A rule in our system consists of a series of zero or more MATCH entries followed by one ACTION. Matches are ANDed together (evaluated until one does not match) and their sense can be inverted. An action with no preceding matches is always taken. The default action if nothing matches is ACTION_DROP.
Here's a list of the actions and matches currently available:
|ACTION_DROP||Drop this packet (halts evaluation)|
|ACTION_ACCEPT||Accept this packet (halts evaluation)|
|ACTION_TEE||Send this packet to an observer and keep going (optionally only first N bytes)|
|ACTION_REDIRECT||Redirect this packet to another ZeroTier address (all headers preserved)|
|MATCH_SOURCE_ZEROTIER_ADDRESS||Originating VL1 address (40-bit ZT address)|
|MATCH_DEST_ZEROTIER_ADDRESS||Destination VL1 address (40-bit ZT address)|
|MATCH_ETHERTYPE||Ethernet frame type|
|MATCH_MAC_SOURCE||L2 MAC source address|
|MATCH_MAC_DEST||L2 MAC destination address|
|MATCH_IPV4_SOURCE||IPv4 source (with mask, does not match if not IPv4)|
|MATCH_IPV4_DEST||IPv4 destination (with mask, does not match if not IPv4)|
|MATCH_IPV6_SOURCE||IPv6 source (with mask, does not match if not IPv6)|
|MATCH_IPV6_DEST||IPv6 destination (with mask, does not match if not IPv6)|
|MATCH_IP_TOS||IP type of service field|
|MATCH_IP_PROTOCOL||IP protocol (e.g. UDP, TCP, SCTP)|
|MATCH_ICMP||ICMP type (V4 or V6) and optionally code|
|MATCH_IP_SOURCE_PORT_RANGE||Range of IPv4 or IPv6 ports (inclusive)|
|MATCH_IP_DEST_PORT_RANGE||Range of IPv4 or IPv6 ports (inclusive)|
|MATCH_CHARACTERISTICS||Bit field of packet characteristics that include TCP flags, whether this is inbound or outbound, etc.|
|MATCH_FRAME_SIZE_RANGE||Range of Ethernet frame sizes (inclusive)|
|MATCH_TAGS_DIFFERENCE||Difference between two tags is <= value (use 0 to test equality)|
|MATCH_TAGS_BITWISE_AND||Bitwise AND of tags equals value|
|MATCH_TAGS_BITWISE_OR||Bitwise OR of tags equals value|
|MATCH_TAGS_BITWISE_XOR||Bitwise XOR of tags equals value|
Detailed documentation is coming soon. Keep an eye on the "dev" branch.

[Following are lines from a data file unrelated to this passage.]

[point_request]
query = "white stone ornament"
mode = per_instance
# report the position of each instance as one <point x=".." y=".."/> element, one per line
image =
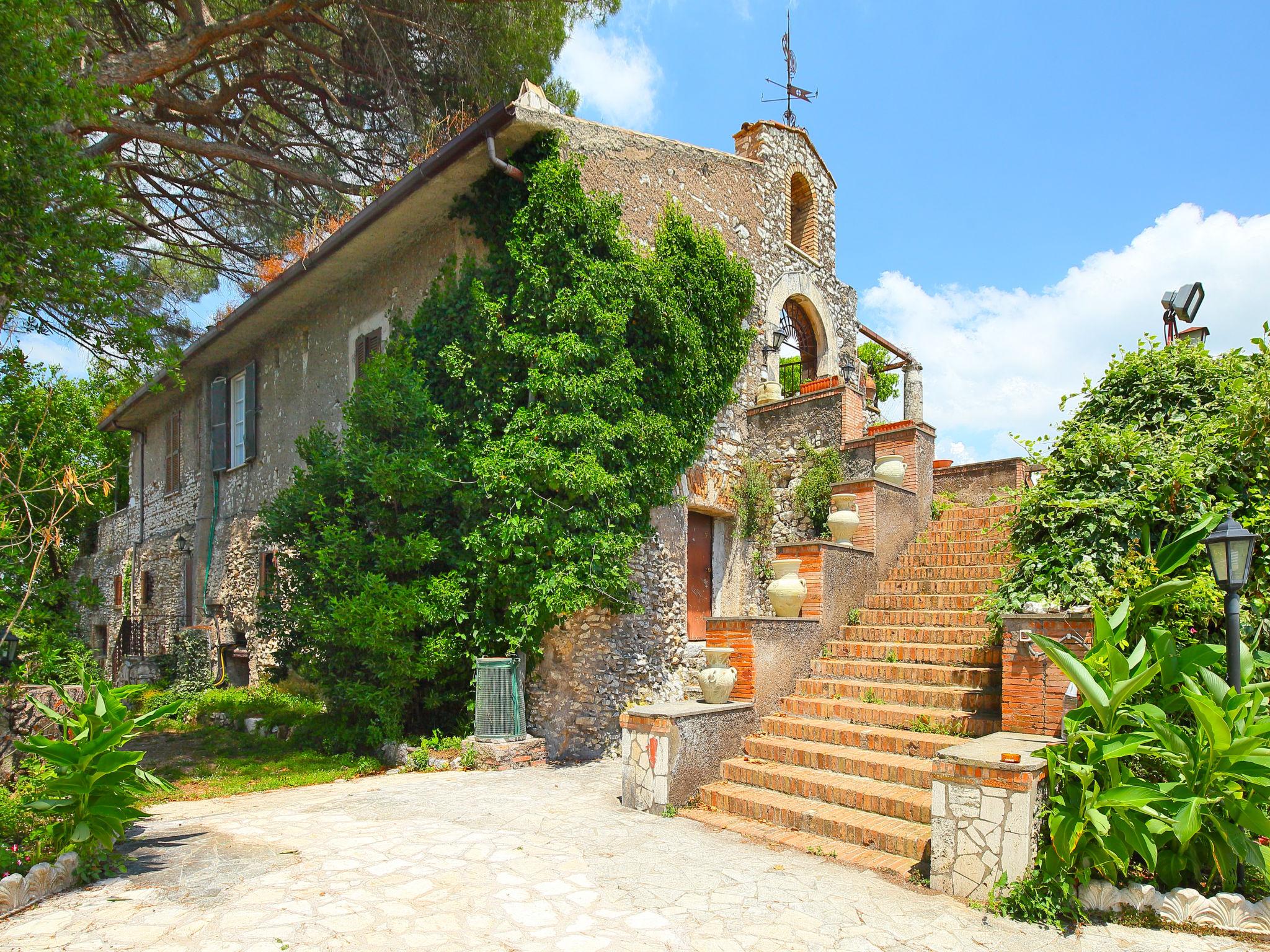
<point x="786" y="592"/>
<point x="718" y="678"/>
<point x="843" y="518"/>
<point x="890" y="469"/>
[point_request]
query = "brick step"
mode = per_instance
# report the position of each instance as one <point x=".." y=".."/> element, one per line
<point x="889" y="741"/>
<point x="972" y="635"/>
<point x="938" y="557"/>
<point x="956" y="547"/>
<point x="804" y="842"/>
<point x="928" y="603"/>
<point x="908" y="695"/>
<point x="836" y="758"/>
<point x="945" y="573"/>
<point x="967" y="724"/>
<point x="858" y="792"/>
<point x="917" y="653"/>
<point x="975" y="678"/>
<point x="923" y="617"/>
<point x="886" y="834"/>
<point x="957" y="586"/>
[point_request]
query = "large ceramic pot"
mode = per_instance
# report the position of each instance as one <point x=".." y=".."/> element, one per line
<point x="786" y="591"/>
<point x="769" y="392"/>
<point x="843" y="517"/>
<point x="890" y="469"/>
<point x="717" y="678"/>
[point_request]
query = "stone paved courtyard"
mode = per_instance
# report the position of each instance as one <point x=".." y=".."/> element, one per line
<point x="533" y="860"/>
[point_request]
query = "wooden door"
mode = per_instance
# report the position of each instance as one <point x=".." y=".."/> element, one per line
<point x="700" y="573"/>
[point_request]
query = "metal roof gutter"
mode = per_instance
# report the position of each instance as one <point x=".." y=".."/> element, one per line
<point x="492" y="122"/>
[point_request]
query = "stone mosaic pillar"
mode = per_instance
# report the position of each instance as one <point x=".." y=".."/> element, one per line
<point x="986" y="814"/>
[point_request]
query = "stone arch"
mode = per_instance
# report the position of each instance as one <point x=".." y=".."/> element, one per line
<point x="801" y="223"/>
<point x="815" y="314"/>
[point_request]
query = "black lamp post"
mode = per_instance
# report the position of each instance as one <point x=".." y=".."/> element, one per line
<point x="8" y="649"/>
<point x="1230" y="550"/>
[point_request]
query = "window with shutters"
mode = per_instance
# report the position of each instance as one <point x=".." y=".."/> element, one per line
<point x="238" y="420"/>
<point x="172" y="455"/>
<point x="365" y="348"/>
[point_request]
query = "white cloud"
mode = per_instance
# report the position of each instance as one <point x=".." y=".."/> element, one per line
<point x="615" y="76"/>
<point x="998" y="361"/>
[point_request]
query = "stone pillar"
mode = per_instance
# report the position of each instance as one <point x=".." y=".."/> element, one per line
<point x="913" y="391"/>
<point x="986" y="813"/>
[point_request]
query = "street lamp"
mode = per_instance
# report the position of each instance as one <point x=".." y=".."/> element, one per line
<point x="1230" y="550"/>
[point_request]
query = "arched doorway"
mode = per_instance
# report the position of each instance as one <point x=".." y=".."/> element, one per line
<point x="799" y="355"/>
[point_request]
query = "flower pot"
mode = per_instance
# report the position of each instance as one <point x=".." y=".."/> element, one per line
<point x="786" y="591"/>
<point x="769" y="392"/>
<point x="843" y="518"/>
<point x="717" y="678"/>
<point x="890" y="469"/>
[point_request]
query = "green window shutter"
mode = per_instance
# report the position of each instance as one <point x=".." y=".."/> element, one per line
<point x="249" y="412"/>
<point x="220" y="430"/>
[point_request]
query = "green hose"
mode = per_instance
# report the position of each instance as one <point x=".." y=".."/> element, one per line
<point x="211" y="536"/>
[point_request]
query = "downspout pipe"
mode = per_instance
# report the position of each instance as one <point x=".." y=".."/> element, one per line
<point x="499" y="163"/>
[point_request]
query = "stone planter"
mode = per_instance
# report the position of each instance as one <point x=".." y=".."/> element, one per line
<point x="40" y="881"/>
<point x="843" y="518"/>
<point x="769" y="392"/>
<point x="786" y="592"/>
<point x="890" y="469"/>
<point x="1226" y="910"/>
<point x="718" y="677"/>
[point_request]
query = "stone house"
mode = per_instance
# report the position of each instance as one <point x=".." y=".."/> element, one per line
<point x="210" y="452"/>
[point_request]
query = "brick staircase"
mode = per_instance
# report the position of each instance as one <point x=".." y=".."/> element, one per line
<point x="840" y="770"/>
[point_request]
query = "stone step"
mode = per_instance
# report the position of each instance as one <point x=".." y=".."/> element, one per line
<point x="917" y="653"/>
<point x="939" y="587"/>
<point x="923" y="617"/>
<point x="908" y="695"/>
<point x="925" y="602"/>
<point x="886" y="834"/>
<point x="975" y="678"/>
<point x="889" y="741"/>
<point x="964" y="724"/>
<point x="806" y="842"/>
<point x="858" y="792"/>
<point x="920" y="633"/>
<point x="945" y="573"/>
<point x="836" y="758"/>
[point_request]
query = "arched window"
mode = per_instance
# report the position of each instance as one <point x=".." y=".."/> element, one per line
<point x="798" y="353"/>
<point x="802" y="231"/>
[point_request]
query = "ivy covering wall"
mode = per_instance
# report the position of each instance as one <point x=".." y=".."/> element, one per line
<point x="498" y="464"/>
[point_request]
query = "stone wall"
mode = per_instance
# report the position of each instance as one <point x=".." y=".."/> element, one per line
<point x="986" y="814"/>
<point x="20" y="719"/>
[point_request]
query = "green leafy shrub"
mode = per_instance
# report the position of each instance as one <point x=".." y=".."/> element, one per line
<point x="1168" y="434"/>
<point x="498" y="464"/>
<point x="812" y="494"/>
<point x="89" y="795"/>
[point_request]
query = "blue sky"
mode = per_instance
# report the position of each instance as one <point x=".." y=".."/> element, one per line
<point x="1016" y="182"/>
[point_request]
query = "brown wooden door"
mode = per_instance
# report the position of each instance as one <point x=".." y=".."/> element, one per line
<point x="700" y="578"/>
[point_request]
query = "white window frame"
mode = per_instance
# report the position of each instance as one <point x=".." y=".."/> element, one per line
<point x="238" y="420"/>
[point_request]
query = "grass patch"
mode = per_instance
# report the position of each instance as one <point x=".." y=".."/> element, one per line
<point x="214" y="762"/>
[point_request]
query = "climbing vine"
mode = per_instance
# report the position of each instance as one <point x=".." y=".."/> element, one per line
<point x="498" y="464"/>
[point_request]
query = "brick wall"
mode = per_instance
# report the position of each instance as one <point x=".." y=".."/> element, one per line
<point x="1033" y="689"/>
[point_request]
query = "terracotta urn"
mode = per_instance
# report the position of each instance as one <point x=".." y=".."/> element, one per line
<point x="717" y="678"/>
<point x="843" y="517"/>
<point x="890" y="469"/>
<point x="769" y="392"/>
<point x="786" y="591"/>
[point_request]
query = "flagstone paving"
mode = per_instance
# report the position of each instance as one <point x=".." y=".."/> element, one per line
<point x="526" y="860"/>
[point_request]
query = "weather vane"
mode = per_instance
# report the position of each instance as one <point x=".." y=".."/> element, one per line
<point x="791" y="92"/>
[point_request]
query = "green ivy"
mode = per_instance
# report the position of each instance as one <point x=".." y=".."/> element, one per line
<point x="498" y="464"/>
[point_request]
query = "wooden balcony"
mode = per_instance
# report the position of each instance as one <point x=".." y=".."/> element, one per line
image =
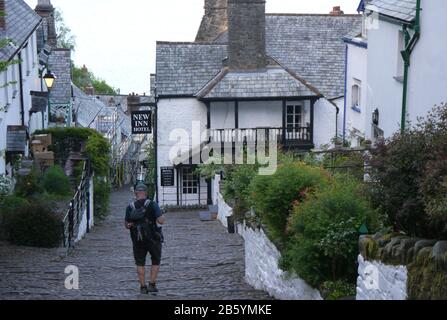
<point x="288" y="137"/>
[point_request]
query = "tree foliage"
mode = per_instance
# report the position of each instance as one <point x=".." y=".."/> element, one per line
<point x="409" y="182"/>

The ZeroTier rules engine is stateless to control CPU overhead and memory consumption, and stateless firewalls have certain shortcomings. Most of these issues have work-arounds but sometimes these are not obvious. "Design patterns" will be documented eventually along with the rules engine for working around common issues, and we'll be building a rule editor UI into ZeroTier Central that will help as well.

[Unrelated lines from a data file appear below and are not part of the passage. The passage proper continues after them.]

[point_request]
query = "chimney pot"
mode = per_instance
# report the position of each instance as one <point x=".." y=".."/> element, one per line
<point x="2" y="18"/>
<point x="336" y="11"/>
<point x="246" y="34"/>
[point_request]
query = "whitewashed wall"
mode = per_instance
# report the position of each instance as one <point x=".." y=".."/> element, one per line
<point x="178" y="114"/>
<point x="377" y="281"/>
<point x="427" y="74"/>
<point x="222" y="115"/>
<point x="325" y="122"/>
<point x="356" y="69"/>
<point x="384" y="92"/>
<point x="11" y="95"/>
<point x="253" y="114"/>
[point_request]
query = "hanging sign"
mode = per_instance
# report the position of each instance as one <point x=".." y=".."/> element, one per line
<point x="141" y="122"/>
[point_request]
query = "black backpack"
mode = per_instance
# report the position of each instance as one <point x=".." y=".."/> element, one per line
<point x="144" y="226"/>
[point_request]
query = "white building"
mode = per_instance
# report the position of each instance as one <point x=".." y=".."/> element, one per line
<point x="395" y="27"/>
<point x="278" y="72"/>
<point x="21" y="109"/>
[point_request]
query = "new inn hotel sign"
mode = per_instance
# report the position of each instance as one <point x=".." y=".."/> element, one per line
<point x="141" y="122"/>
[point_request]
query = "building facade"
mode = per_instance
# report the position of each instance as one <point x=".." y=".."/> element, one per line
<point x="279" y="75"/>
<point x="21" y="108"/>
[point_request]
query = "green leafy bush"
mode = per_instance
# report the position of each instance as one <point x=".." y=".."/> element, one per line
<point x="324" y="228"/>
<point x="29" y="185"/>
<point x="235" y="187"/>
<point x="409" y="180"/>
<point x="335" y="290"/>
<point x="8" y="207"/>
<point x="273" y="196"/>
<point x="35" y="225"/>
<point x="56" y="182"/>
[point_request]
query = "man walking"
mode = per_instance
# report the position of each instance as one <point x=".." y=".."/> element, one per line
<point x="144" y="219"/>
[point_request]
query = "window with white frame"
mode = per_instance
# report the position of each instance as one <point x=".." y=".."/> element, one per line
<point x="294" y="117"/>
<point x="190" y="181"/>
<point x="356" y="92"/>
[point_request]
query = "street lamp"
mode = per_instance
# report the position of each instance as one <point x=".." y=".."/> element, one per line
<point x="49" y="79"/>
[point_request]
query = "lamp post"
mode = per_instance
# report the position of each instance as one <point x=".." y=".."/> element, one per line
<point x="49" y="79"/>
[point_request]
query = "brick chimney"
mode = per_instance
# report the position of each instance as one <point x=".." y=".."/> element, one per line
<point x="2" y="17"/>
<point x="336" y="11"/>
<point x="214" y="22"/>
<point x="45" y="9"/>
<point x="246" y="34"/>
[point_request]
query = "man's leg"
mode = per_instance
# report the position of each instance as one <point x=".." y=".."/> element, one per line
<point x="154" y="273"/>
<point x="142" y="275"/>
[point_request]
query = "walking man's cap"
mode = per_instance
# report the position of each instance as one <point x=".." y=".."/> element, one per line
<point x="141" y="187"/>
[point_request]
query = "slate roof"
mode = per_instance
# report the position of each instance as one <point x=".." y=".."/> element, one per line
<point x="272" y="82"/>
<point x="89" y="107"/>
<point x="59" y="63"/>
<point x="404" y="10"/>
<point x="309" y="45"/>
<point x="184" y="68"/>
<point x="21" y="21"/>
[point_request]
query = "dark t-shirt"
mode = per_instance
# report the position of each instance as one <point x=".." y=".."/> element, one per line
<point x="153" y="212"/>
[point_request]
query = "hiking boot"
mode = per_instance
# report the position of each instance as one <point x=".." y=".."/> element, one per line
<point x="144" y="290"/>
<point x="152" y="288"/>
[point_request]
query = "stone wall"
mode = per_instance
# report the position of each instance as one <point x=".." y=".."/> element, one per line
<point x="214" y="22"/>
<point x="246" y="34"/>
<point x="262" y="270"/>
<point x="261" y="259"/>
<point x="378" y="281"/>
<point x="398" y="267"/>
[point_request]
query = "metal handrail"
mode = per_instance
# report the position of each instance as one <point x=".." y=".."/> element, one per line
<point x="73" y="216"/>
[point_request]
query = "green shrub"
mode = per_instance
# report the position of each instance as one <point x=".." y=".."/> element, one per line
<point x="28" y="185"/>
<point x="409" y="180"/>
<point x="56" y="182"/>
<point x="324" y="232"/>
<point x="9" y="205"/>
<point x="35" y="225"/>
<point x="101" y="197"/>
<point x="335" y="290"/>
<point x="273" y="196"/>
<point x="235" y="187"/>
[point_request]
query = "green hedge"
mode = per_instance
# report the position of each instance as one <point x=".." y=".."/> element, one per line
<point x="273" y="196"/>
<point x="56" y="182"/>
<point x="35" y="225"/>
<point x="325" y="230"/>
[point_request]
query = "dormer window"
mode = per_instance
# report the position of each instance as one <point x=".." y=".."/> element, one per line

We also have not addressed the problem of QoS and traffic priority. That presents additional challenges since being a virtualization system that abstracts away the physical network it is hard for ZeroTier to know physical topology. One option we're considering is to implement QoS field mirroring, allowing ZeroTier's transport packets to inherit QoS fields from the packets they are encapsulating. That would allow physical edge switches to prioritize traffic. We're still exploring in this domain and hope to have something in the future.
As of the time of this post our rules engine is still under active development. If you have additional thoughts or input please feel free to head over to our community forums and start a thread. Intelligent input is much appreciated since now would be the most convenient time to address any holes in the approach that we've outlined above.